14. Tree Quad

Photo: Isobel Holling

The Tree Quad is located at the junction of two fields on the land of the previous owner, Professor Haldane, who had built and owned the house ‘Cherwell’ here. The larger mature trees in the quad were preserved from his small holding and were originally on the field boundaries. The sycamore (Acer pseudoplatanus) and two Norway maples (Acer platanoides) are remarkable survivals. The construction of the buildings that form the quadrangle are extremely close to the trees which were already becoming mature.

Two College Fellows, Tom Edwardson from the Department of Forestry (now part of Plant Sciences), and Ken Burras who was Superintendent of the University Botanic Garden advised the College to retain as many mature trees on the site as possible. This has given the whole of the College site a much greater feeling of maturity than it would otherwise have had, no more so than in the Tree Quad. Under today’s planning regulations construction work on this scale so close trees at this point in their maturity would not be permitted. However, Tom and Ken knew from experience that there was a strong likelihood that the trees would survive (see the pictures below of the tree quad under construction). We have only recently removed the Norway Maple in the north east corner of the quad as it had become diseased but it has contributed to the scene for more than 50 years.

Photo: Wolfson College Archives

The sycamore has developed into a fine specimen, which makes a huge contribution to the quad and the surrounding area. The other trees were introduced after the quad was completed. The Sargent cherry (Prunus sargentii) planted in 1976 is now fully mature. It produces pink flowers in spring and it reliably produces bright red leaves in October.

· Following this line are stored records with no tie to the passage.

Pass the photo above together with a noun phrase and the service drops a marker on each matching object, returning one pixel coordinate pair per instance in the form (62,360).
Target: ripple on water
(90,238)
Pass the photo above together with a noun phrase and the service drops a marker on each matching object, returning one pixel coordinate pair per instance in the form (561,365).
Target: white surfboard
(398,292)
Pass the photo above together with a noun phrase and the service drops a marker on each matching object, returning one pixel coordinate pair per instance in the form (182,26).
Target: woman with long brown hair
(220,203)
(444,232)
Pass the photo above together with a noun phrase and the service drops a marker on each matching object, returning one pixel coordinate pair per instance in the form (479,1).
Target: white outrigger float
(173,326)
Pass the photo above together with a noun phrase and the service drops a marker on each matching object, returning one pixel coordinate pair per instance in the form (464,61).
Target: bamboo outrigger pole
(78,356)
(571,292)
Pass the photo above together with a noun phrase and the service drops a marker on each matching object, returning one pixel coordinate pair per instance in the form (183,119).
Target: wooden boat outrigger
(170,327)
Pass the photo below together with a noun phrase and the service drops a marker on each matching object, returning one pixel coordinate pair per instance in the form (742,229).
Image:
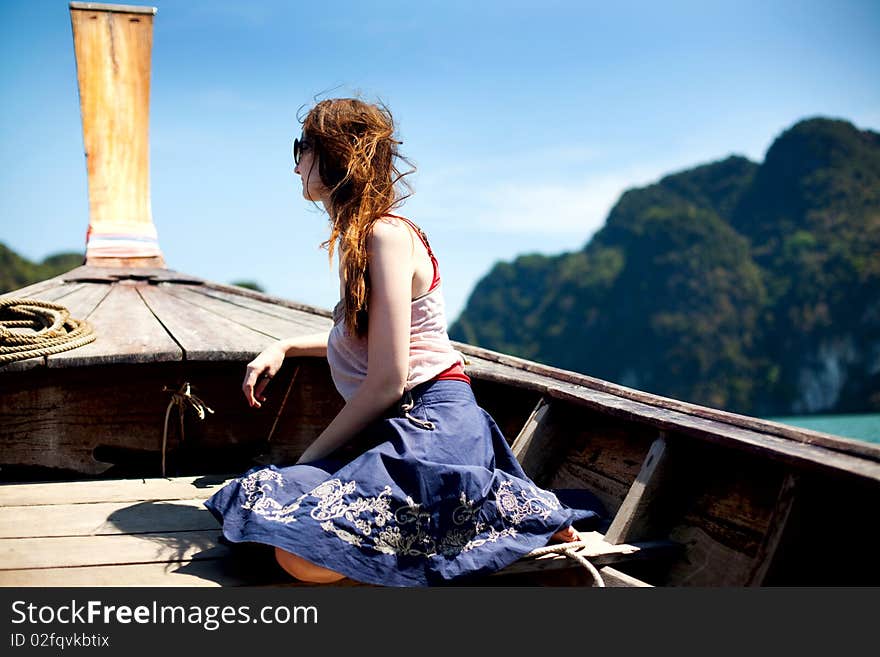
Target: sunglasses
(299,146)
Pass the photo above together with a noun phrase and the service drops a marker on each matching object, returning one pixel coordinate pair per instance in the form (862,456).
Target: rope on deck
(570,550)
(55,330)
(181,398)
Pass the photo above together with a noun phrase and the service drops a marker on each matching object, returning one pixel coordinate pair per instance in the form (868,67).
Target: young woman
(412,483)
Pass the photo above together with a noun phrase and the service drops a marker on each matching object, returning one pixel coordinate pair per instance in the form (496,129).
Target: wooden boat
(108,449)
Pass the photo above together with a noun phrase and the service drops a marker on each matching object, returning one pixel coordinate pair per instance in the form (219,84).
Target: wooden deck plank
(716,431)
(633,520)
(112,490)
(309,321)
(204,336)
(485,358)
(83,298)
(540,445)
(109,274)
(127,332)
(101,518)
(256,320)
(107,550)
(203,573)
(597,551)
(35,290)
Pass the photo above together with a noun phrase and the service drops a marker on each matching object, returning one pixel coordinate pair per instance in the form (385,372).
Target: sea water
(862,426)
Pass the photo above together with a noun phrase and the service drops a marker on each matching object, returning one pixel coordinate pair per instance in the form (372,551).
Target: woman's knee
(304,570)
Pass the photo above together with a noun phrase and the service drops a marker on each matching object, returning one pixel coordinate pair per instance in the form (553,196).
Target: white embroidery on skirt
(406,531)
(516,511)
(258,486)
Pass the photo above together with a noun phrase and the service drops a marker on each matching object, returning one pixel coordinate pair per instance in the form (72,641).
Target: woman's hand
(260,371)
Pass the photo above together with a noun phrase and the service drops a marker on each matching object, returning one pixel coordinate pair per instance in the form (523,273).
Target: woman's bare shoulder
(391,233)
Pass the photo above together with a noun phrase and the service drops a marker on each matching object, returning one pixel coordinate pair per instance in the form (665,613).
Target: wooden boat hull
(743,501)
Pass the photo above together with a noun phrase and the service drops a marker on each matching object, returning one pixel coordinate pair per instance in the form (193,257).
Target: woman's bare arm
(391,272)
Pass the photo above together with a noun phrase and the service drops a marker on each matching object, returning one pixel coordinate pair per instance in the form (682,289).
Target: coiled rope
(55,330)
(570,550)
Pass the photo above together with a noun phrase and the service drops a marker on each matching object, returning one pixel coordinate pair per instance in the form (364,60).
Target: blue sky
(526,120)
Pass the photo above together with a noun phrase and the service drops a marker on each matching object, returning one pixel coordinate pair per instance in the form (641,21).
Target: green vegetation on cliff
(749,287)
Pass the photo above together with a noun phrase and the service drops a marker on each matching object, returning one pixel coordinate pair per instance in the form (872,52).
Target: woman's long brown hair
(357,156)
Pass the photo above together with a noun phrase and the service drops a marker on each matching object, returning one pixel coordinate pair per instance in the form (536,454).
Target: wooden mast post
(113,46)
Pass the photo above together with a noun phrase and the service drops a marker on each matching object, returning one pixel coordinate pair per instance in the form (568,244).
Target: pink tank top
(430,351)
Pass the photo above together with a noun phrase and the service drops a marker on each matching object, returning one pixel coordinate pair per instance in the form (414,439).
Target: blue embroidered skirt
(436,496)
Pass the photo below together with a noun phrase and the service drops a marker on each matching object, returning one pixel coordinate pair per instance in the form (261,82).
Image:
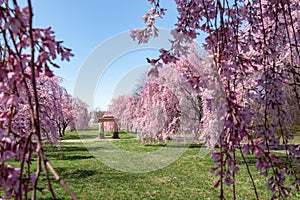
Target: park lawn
(189,177)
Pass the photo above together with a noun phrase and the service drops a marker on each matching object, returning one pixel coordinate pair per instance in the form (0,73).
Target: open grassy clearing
(188,177)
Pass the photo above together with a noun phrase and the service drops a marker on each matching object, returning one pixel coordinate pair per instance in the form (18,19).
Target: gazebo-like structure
(101,122)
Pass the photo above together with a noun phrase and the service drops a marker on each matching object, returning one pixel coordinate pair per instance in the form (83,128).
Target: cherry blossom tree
(25,53)
(80,114)
(253,49)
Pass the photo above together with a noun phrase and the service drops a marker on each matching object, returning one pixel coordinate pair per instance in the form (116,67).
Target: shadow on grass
(76,174)
(76,157)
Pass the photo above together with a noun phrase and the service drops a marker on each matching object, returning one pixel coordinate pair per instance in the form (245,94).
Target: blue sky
(84,25)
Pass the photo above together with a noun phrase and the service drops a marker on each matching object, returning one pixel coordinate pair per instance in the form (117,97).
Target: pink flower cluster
(253,48)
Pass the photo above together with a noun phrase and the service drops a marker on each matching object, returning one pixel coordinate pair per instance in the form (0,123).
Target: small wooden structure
(101,127)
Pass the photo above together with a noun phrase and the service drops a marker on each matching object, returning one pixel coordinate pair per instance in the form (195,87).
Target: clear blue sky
(83,25)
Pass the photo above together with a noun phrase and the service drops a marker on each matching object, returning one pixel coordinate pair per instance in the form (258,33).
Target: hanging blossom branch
(254,48)
(26,53)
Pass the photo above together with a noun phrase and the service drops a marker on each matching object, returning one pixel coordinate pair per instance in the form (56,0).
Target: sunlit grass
(189,177)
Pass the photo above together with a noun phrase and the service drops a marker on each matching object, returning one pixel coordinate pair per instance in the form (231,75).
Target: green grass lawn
(188,177)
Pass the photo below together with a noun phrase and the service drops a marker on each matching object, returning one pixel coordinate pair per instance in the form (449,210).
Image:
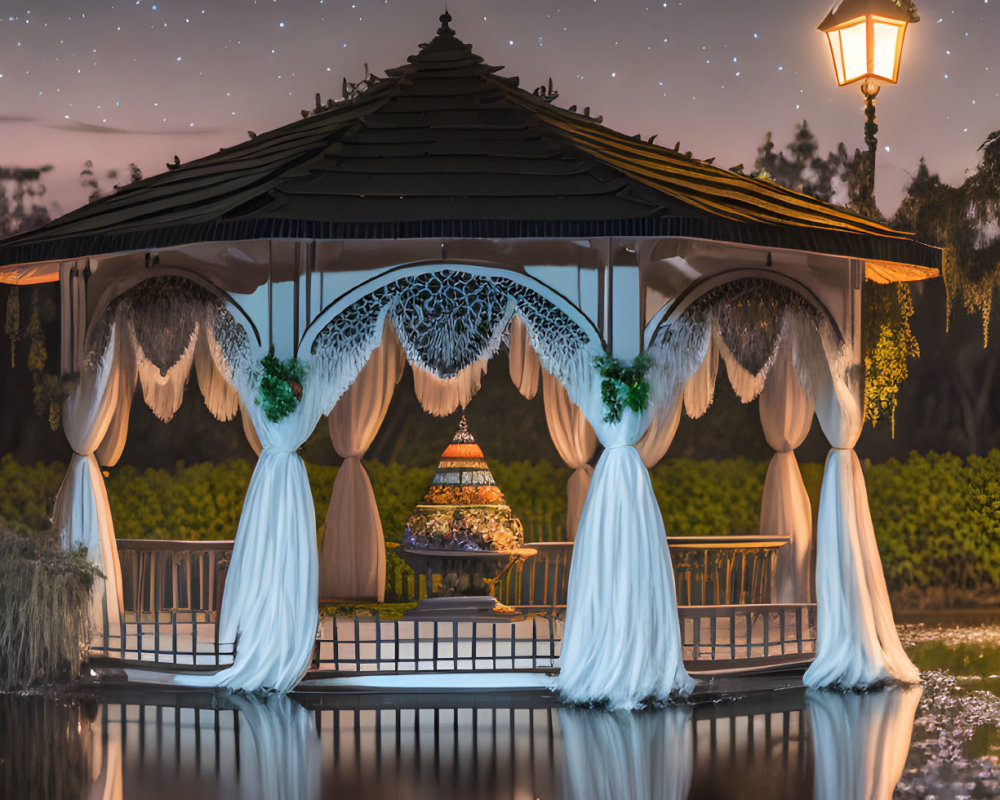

The paper bark maple (Acer griseum) was planted in 1986 for its interesting bark and beautiful butter yellow autumn leaf colour; it is only semi-mature.

Photo: George Mather

Bulbs are planted within the grass. They have naturalised and spread very successfully in the four decades since they were planted. A truly sustainable planting, only a relatively small number were planted but they have spread naturally by seed and vegetatively so that there are now thousands of flowers, producing the most delightful pools of colour during the spring and autumn. Crocus tommasinianus forms a large purple pool in the dark winter days of late February. Crocus kotschyanus, which produces delicate lilac flowers at the south end of the quad during October, has formed an unusually large population for this species, which is normally slow to develop; they are rarely seen grown en masse in gardens.